医師は,経腟分娩による子宮破裂の危険性とともに,帝王切開の選択肢もあること, 当該医院での経腟分娩を試行する態勢などの必要な情報を説明する義務を怠った.
経腟分娩を試行した場合には,少なくとも分娩が始まった後では,胎児心拍数陣痛図などを用いて子宮破裂の徴候がないか継続監視をする態勢を整える義務がある.この義務を怠り,子宮破裂の徴候を見落として,子宮破裂直後に適切な処置をする機会を逸した.
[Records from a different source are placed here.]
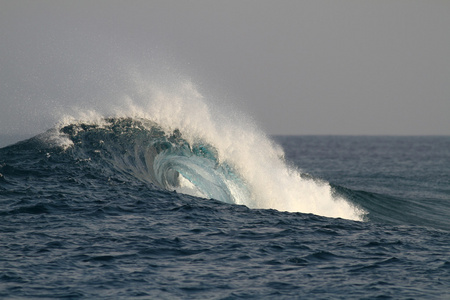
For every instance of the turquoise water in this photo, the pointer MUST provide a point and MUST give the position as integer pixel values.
(124, 211)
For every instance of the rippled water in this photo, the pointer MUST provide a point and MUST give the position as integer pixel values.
(75, 226)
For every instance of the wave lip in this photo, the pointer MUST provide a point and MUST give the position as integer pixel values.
(201, 167)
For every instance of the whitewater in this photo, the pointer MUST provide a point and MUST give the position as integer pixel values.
(166, 194)
(211, 154)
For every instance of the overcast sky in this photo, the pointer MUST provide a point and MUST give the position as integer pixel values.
(297, 67)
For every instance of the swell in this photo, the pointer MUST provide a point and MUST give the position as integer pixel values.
(142, 149)
(205, 167)
(384, 208)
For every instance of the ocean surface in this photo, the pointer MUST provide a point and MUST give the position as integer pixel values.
(130, 208)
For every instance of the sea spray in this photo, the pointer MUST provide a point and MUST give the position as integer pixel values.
(265, 180)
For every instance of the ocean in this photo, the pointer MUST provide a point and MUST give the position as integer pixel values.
(153, 207)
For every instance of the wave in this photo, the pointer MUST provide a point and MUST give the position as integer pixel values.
(176, 141)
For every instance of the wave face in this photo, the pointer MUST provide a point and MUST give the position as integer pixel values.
(199, 167)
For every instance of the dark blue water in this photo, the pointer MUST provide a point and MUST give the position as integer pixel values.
(81, 220)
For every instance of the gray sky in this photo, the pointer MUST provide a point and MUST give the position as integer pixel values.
(297, 67)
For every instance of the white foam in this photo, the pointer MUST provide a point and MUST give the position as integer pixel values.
(273, 184)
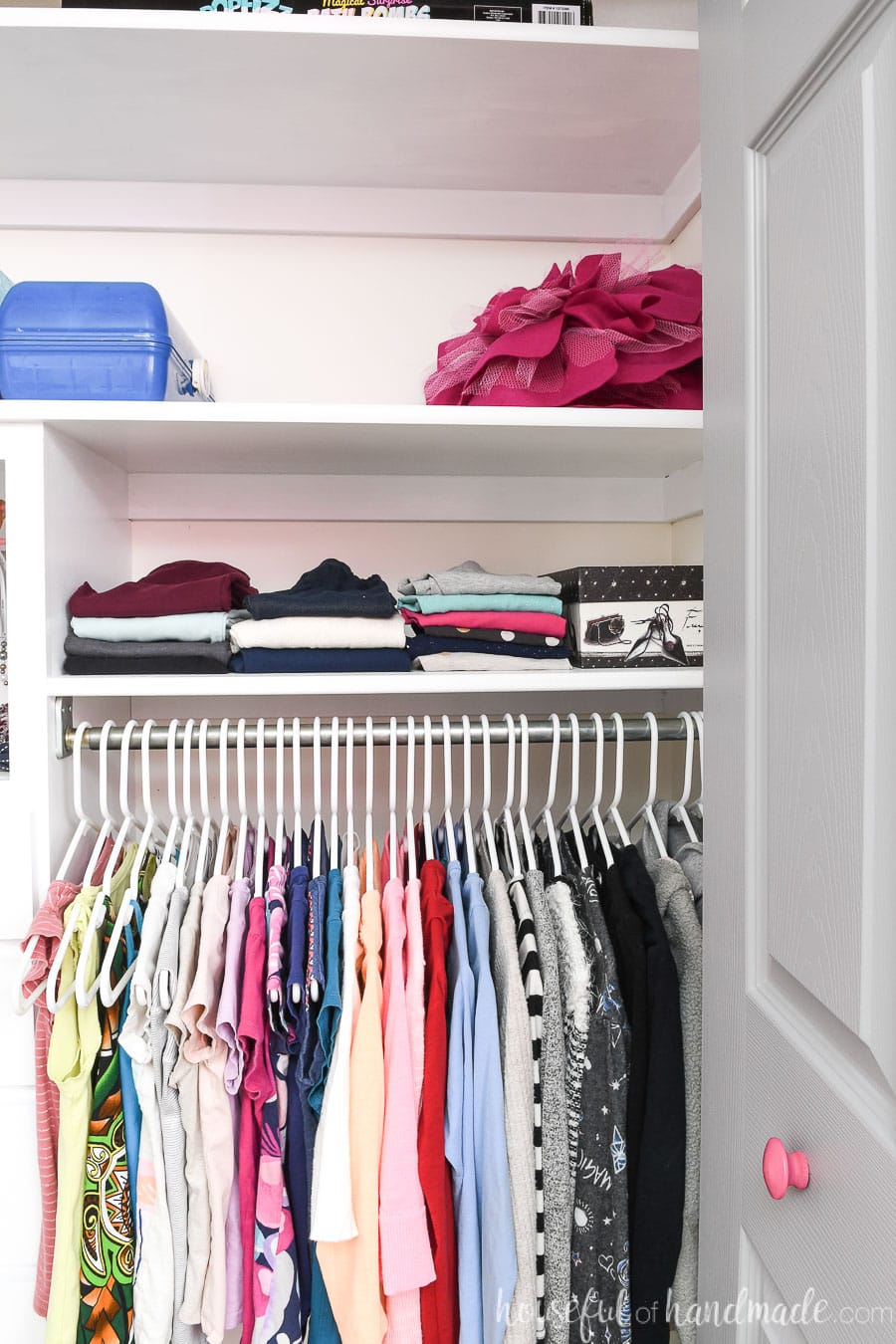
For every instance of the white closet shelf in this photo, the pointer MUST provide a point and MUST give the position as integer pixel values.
(233, 686)
(305, 123)
(161, 437)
被告は,地域における産婦人科医院が被告医院のみであり,被告医院においてTOLAC(帝王切開既往妊婦の試験経腟分娩)を実施しなければ,地域のお産に悪影響が及ぶおそれがあると考えて本件においてもTOLACの実施を判断したものであり, 少なくともそのような動機については汲むべき事情であるといえる.また,年間400例から500例の分娩を被告1人で取り扱い,そのような多忙な中でも産婦人科医という重責を担う被告の地域への貢献は相当なものであることは否定し得ない.これらの事情は,慰謝料の算定に当たって考慮すべき事情であるとはいえるが,しかし,本件各過失を正当化できるものとはいい難い.
3.臨床的問題点
産婦人科診療ガイドライン産科編2008では,帝王切開既往妊婦の経腟分娩に際しては,「リスク内容を記載した文書によるインフォームド・コンセントを得る」とされているが,本事例では,妊婦にTOLACにおける子宮破裂の危険性について全く説明されていない.また,陣痛発来して入院後のTOLAC施行中に,分娩監視装置による連続的胎児心拍数モニタリングが行われていないことが判決に影響したと考えられる.TOLACを実施する際には,産婦人科診療ガイドライン産科編の記載に準拠することが重要である.
4.法的視点
本件は,2010年の事例で産科医療補償制度の導入後であり,補償金として損害保険会社から合計960万円の支払を受けたものの,その後に本件訴訟を提起したものであり,このような場合,訴訟では認められる損害額合計から支払済の補償金を除いた金額が認容された.
なお,前述のとおり,裁判所は,当時の当該地域における産婦人科診療体制が直面していた困難な事情に一定程度の配慮を示したものの,結論としては,過失の有無や損害額の算定には影響を与えなかった.